Can we already talk about one of the electronic albums of the year? Eeeeeeee, Picture‘s new record, makes a strong case. The Danish producer, born Natal Zaks and known for countless aliases and parallel projects, takes a decisive turn here, reshaping his path through ambient and dub techno with the mindset of a true experimenter. From the deep house of DJ Central to the cyber-fluid ambient of Palta, through key collaborations such as the warehouse-leaning outsider house of Regelbau, the cloud-like textures of Hi Mount, and the futuristic rhythmic constructions of Nl100, Zaks’ career has expanded.
With the Picture alias, launched in the early 2020s, he released Untitled in 2022, a tape on Help Recordings, the label he co-founded with DJ Sports: a cassette driven by tech euphoria, marked by a lo-fi essentialism that shaped much of his earlier work. In this light, Eeeeeeee lands like a jolt. The sound sharpens decisively, and the opener Waaaaaaaa immediately sets the tone: the warmth of magnetic tape disappears and, after a long cybernetic intro, a punchy yet fluid loop takes form, constantly reshaped through shifting filters. It sounds like hardgroove slowed down, propelled by a distinctly experimental impulse.
Tyyyyyyyyy revisits patterns rooted in 1990s tradition and reshapes them with a bouncy yet cerebral approach, as if the club were merely a hypothesis rather than a physical space. Heeeeeeee unfolds like an ambient dub tremor. Its rhythmic pattern recalls Enforcement by Cyrus, while a meditative pad stretches above it, subtly shifting its weight. It feels like imagining a strain of deep techno conceived before the genre fully existed, yet performed with technologies more advanced than our own.

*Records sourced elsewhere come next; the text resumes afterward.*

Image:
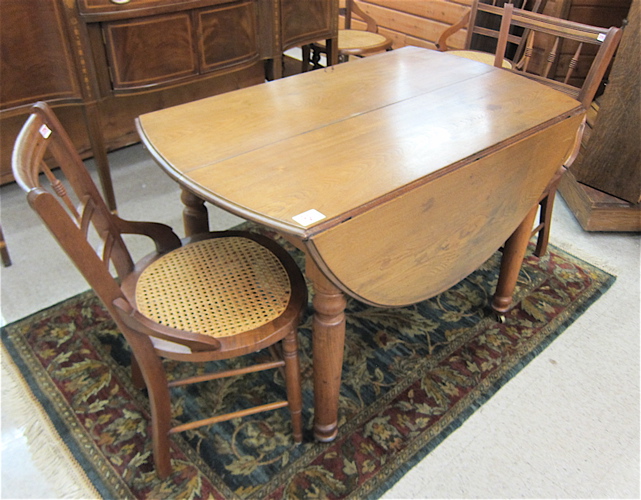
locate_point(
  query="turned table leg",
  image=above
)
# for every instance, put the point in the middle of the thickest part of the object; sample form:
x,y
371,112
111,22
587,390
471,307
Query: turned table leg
x,y
328,341
195,217
513,254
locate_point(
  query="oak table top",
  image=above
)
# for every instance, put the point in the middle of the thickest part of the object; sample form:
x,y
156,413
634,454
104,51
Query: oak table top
x,y
398,174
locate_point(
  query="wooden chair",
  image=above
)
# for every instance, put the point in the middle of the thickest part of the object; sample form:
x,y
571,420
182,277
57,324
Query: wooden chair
x,y
351,42
482,23
554,33
210,297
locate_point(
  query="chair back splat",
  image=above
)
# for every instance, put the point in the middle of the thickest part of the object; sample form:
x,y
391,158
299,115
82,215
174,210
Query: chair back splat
x,y
552,56
560,36
483,22
210,297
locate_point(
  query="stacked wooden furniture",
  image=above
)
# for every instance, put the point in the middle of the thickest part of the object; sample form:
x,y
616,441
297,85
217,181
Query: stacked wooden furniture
x,y
603,187
101,63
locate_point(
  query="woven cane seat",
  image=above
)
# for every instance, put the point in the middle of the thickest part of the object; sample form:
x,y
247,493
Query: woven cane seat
x,y
217,287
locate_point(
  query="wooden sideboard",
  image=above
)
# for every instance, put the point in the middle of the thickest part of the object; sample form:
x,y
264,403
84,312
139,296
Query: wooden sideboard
x,y
102,63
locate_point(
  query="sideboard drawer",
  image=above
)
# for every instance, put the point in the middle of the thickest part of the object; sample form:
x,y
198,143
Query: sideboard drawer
x,y
110,10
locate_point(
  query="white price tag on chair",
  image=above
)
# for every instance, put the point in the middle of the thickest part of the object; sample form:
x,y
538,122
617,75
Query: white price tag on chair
x,y
44,131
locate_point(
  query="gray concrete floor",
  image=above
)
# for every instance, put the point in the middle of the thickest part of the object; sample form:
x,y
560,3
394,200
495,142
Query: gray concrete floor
x,y
566,426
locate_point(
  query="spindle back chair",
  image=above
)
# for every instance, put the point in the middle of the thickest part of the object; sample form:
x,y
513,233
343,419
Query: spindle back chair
x,y
556,71
209,297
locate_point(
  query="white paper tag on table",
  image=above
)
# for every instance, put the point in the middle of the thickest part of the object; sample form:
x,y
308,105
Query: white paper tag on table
x,y
309,217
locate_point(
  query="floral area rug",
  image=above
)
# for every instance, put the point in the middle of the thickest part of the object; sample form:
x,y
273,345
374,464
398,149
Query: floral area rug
x,y
410,377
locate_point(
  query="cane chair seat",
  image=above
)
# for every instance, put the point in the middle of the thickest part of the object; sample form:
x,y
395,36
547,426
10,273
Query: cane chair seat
x,y
219,287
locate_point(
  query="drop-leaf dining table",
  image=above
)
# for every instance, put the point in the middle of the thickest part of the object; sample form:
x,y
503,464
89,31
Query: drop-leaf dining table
x,y
397,174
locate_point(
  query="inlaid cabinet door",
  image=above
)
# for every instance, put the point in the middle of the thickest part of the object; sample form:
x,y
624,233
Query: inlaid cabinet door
x,y
150,50
35,57
227,35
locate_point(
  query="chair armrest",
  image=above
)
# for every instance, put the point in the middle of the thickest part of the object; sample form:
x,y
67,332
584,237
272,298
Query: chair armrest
x,y
163,235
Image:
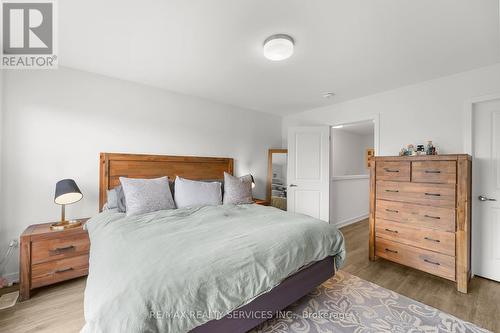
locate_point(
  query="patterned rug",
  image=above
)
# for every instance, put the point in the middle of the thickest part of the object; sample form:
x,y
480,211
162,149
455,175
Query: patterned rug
x,y
347,303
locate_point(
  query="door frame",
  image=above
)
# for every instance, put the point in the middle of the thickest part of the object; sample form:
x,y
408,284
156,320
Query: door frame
x,y
270,153
469,107
376,135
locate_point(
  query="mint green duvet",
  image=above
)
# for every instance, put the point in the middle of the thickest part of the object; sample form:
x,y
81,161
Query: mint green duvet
x,y
173,270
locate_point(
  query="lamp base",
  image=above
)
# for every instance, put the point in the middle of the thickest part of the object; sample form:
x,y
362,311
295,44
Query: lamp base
x,y
64,225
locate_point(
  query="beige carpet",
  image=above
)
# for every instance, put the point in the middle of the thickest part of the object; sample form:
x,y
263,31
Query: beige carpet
x,y
347,303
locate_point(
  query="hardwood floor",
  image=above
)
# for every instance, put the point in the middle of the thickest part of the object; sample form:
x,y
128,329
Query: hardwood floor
x,y
480,306
59,308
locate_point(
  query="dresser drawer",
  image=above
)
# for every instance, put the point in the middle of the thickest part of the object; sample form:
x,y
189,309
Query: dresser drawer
x,y
429,239
427,261
416,215
59,270
440,195
443,172
395,171
53,249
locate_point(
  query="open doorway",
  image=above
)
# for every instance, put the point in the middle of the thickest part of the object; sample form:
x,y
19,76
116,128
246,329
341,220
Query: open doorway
x,y
351,145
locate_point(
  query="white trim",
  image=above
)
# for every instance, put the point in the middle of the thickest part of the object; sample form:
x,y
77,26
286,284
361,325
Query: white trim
x,y
469,149
469,108
12,277
351,220
349,177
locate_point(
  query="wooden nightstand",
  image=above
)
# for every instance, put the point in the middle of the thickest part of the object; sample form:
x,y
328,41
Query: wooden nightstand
x,y
48,257
261,202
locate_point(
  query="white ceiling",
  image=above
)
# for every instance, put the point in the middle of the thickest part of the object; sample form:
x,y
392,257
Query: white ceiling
x,y
213,49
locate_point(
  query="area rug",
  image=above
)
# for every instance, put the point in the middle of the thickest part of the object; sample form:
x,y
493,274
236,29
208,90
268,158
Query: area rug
x,y
346,303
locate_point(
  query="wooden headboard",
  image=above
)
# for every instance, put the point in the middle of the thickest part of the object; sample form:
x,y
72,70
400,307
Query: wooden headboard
x,y
112,166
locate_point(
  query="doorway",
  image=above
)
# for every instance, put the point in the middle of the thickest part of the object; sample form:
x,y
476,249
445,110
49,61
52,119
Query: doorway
x,y
276,178
351,146
486,188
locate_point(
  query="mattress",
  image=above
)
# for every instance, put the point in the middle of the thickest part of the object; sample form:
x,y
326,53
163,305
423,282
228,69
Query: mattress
x,y
174,270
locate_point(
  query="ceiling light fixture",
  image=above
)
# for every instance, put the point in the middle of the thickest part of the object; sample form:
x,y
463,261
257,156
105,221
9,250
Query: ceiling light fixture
x,y
278,47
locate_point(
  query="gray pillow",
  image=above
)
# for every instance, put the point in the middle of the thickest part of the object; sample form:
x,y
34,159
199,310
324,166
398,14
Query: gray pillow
x,y
115,199
120,199
191,193
237,190
146,195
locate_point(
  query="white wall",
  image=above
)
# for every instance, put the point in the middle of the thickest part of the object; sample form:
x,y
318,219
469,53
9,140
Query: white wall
x,y
348,152
56,123
349,199
349,188
432,110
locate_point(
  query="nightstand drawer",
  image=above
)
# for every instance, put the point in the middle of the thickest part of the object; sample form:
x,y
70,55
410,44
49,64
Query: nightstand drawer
x,y
59,248
59,270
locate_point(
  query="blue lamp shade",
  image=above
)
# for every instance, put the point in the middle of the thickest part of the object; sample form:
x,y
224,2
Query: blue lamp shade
x,y
67,192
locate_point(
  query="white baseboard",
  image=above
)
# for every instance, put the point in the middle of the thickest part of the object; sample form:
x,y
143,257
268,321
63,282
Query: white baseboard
x,y
351,220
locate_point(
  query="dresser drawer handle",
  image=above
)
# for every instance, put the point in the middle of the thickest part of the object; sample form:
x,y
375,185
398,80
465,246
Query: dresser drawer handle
x,y
63,249
432,262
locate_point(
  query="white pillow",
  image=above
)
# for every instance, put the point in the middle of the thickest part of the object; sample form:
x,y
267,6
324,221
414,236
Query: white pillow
x,y
191,193
146,195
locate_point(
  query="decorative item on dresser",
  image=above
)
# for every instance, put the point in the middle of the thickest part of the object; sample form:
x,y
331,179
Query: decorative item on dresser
x,y
48,257
420,213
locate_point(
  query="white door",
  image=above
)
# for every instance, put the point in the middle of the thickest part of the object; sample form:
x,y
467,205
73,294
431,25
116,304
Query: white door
x,y
309,171
486,190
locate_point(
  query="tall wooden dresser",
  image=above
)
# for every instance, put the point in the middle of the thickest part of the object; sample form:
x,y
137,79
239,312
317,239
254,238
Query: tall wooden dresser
x,y
420,213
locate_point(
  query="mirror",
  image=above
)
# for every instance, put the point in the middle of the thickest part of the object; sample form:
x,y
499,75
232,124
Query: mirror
x,y
276,178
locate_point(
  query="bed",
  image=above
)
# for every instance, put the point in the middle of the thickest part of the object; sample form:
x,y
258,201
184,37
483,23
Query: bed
x,y
203,269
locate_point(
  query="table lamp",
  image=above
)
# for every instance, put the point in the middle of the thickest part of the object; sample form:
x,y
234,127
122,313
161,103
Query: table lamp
x,y
67,192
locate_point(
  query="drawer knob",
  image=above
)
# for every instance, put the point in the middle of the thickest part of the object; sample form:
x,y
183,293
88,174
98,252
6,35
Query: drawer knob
x,y
432,262
432,240
63,249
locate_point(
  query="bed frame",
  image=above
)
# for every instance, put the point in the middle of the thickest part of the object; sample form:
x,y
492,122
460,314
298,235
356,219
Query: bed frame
x,y
113,166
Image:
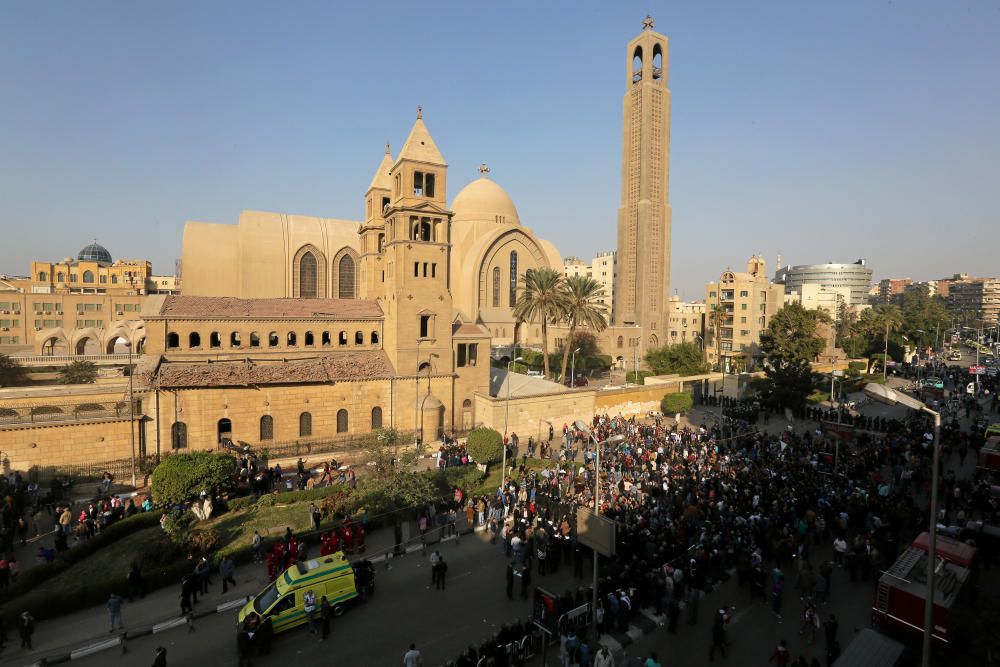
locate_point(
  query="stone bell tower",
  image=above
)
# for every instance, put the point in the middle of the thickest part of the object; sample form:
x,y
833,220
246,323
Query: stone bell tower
x,y
642,285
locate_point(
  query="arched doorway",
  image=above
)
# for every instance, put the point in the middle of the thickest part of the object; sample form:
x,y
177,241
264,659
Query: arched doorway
x,y
88,345
225,429
54,346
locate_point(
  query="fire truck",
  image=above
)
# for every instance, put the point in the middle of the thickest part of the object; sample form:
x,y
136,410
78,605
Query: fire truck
x,y
989,457
901,593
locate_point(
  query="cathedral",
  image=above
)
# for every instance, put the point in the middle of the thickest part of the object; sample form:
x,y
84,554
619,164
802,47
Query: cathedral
x,y
485,248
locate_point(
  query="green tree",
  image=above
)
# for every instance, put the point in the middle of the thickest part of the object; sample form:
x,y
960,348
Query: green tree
x,y
582,306
716,316
789,344
12,374
679,402
485,445
792,335
542,298
182,477
78,372
681,358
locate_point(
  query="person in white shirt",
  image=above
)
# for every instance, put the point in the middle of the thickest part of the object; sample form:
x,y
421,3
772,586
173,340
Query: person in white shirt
x,y
412,658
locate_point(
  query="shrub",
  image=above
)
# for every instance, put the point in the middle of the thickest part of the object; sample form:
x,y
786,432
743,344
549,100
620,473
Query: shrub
x,y
679,402
485,445
182,476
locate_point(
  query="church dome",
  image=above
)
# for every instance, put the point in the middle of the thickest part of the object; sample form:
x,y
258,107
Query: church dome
x,y
94,253
484,201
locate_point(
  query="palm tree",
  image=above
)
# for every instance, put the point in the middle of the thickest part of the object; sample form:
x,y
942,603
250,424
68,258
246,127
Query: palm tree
x,y
582,307
543,297
716,315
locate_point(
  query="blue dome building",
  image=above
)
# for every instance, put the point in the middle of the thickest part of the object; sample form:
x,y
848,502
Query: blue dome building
x,y
95,253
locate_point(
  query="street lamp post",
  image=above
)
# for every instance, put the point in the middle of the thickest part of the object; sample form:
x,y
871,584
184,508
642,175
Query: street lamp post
x,y
613,440
884,394
506,419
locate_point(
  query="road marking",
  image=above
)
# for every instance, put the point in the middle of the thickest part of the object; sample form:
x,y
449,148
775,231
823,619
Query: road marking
x,y
94,648
166,625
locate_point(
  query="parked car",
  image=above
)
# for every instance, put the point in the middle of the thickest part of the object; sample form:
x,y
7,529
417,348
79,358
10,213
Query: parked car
x,y
934,383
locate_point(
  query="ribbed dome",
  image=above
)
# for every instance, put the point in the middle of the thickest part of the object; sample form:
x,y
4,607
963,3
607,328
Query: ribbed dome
x,y
94,253
483,200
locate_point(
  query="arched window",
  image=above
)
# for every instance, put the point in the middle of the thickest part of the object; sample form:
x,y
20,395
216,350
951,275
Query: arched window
x,y
267,427
496,286
513,278
307,276
178,435
225,429
309,273
345,277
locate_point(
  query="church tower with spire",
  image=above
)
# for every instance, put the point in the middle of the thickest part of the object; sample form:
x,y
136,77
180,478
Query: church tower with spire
x,y
415,294
642,283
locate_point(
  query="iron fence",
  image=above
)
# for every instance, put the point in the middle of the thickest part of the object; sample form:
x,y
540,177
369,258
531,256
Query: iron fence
x,y
276,449
72,412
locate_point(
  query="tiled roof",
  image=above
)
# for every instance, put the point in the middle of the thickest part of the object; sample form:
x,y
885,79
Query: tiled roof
x,y
353,365
225,307
465,329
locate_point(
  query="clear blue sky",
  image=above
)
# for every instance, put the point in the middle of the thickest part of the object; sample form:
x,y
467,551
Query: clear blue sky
x,y
823,131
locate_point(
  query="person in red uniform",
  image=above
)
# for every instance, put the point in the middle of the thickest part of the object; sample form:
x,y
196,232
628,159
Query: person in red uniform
x,y
347,537
359,537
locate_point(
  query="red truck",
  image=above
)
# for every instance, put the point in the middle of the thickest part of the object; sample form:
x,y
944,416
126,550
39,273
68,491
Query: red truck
x,y
902,589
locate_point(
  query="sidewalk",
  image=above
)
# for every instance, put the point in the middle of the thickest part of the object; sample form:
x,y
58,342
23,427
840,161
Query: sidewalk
x,y
89,628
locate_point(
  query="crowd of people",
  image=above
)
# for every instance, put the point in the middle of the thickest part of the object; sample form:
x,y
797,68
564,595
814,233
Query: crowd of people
x,y
693,507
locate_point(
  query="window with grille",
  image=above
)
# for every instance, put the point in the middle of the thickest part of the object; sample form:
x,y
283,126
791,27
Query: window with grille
x,y
345,274
178,435
496,287
307,276
513,278
267,427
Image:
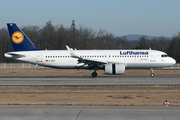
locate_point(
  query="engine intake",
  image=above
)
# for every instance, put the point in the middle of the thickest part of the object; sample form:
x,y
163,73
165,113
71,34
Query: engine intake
x,y
115,68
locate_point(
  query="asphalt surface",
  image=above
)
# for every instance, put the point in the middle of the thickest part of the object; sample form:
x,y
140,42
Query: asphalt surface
x,y
89,81
9,112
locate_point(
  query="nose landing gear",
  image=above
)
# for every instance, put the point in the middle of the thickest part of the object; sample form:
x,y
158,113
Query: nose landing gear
x,y
152,74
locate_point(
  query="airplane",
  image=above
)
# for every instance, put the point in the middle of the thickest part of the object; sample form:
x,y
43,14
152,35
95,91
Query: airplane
x,y
113,62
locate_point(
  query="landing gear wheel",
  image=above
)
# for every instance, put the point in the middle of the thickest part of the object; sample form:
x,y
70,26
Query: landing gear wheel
x,y
94,74
152,75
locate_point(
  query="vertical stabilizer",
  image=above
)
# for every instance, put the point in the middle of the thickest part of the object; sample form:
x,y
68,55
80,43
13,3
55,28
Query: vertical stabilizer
x,y
19,40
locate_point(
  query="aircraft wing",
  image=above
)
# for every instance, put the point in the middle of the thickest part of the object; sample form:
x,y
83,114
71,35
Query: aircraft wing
x,y
87,61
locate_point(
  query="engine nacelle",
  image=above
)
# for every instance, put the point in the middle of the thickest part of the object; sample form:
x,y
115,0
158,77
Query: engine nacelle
x,y
115,68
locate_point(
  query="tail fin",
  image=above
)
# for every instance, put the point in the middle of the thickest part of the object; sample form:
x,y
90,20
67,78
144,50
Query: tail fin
x,y
19,40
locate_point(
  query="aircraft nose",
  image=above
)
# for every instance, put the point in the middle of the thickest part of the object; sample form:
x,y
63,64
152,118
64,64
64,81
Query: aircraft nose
x,y
173,61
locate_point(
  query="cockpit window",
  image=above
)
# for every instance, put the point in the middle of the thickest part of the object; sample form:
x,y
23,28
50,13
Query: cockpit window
x,y
164,55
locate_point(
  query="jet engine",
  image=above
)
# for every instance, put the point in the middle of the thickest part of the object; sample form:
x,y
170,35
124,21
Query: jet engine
x,y
115,68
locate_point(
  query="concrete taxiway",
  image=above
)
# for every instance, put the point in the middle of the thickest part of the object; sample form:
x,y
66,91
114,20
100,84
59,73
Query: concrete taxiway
x,y
9,112
89,81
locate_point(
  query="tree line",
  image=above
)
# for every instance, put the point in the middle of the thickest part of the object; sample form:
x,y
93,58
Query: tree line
x,y
53,37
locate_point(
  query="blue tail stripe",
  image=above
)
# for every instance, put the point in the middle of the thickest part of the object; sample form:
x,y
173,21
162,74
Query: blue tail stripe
x,y
19,40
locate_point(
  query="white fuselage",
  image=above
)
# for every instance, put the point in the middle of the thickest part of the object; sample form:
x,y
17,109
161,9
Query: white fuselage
x,y
62,58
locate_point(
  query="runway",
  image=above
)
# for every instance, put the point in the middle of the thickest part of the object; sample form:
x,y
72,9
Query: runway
x,y
9,112
5,81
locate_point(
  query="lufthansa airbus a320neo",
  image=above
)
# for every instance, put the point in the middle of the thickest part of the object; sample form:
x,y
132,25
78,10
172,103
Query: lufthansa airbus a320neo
x,y
111,61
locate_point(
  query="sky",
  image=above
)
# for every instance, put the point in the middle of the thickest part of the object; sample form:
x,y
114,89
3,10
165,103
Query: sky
x,y
119,17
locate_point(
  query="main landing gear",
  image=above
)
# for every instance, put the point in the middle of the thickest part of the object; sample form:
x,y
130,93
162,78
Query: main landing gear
x,y
94,74
152,74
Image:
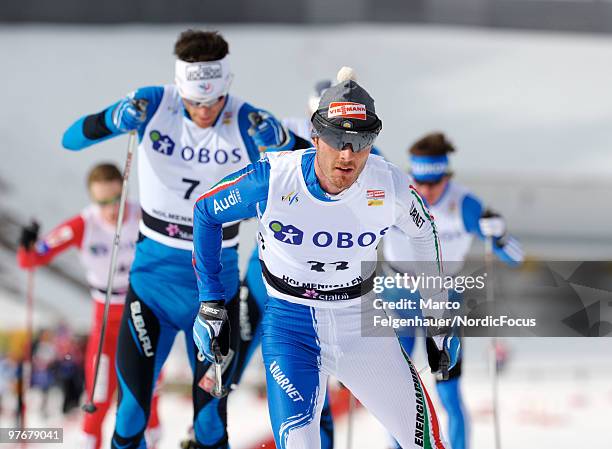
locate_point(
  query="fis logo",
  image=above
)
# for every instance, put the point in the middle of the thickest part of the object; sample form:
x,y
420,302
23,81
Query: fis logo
x,y
287,233
162,144
290,198
230,200
375,197
204,71
98,249
416,217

On Keeeeeee, an opening loop evokes Jeff Mills’ Purpose Maker era before expanding into a dub-driven anthem reminiscent of Deepchord. These are not nostalgic nods but tensions reshaped within a sharper framework. Yeeeeeee develops through gradual timbral shifts over a soft seismic undercurrent, while Qeeeeeeee sketches opaque landscapes punctuated by futuristic fragments built on unconventional structures. Delivered to Short Span, the album pushes against the boundaries of an entire scene.